On the roadways, even a 1 percent increase in aggregate fuel consumption leaves a substantial environmental footprint. Stiffer pavements reduce that footprint, decrease deflection, and can be achieved by improving the material properties or increasing the thickness of the asphalt layers; switching to a concrete layer or asphalt-concrete composite structures; or, changing the road base’s thickness or composition.

“We’ve got to find ways to improve the environmental footprint of our roadway infrastructure, but previous empirical studies to determine fuel savings all looked at the impact of roughness and pavement type for a few non-conclusive scenarios, and the findings sometimes differed by an order of magnitude,” says Ulm. “Where do you find identical roadways on the same soils under the same conditions? You can’t. You get side effects. The empirical approach doesn’t work. So we used statistical analysis to avoid those side effects.”

He and Akbarian fed their model data on 5,643 representative sections of the nation’s roadways taken from Federal Highway Administration data sets. They include information on pavements’ surface and subsurface materials, plus type and weight of vehicles using the roads. The researchers also calculated and incorporated the contact area of vehicle tires with the pavement.

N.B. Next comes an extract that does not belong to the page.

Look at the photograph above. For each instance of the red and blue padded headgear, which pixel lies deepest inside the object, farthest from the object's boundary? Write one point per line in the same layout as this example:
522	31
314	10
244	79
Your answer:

Ulm and Akbarian estimate that the combined effects of road roughness and deflection are responsible for an annual average extra fuel consumption of 7,000 to 9,000 gallons per lane-mile on high-volume roads (not including the most heavily traveled roads) in the 8.5 million lane-miles making up the U.S. roadway network. They find that up to 80 percent of that extra fuel consumption, in excess of the vehicles’ normal fuel use, could be reduced through improvements in the basic properties of the asphalt, concrete and other materials used to build the roads.

The researchers say the initial cost outlay for better pavements would quickly pay for itself not just in fuel efficiency and decreased CO2 emissions, but also in reduced maintenance costs. “Better pavement design over a lifetime would save much more money in fuel costs than the initial cost of improvements,” says Akbarian. “State departments of transportation would save money while reducing their environmental footprint over time, because the roads won’t deteriorate as quickly.”

“This work is not about asphalt versus concrete,” adds Ulm. “The ultimate goal is to make our nation’s infrastructure more sustainable. Our model will help make this possible by giving pavement engineers a tool for including sustainability as a design parameter, just like safety, cost and ride quality.”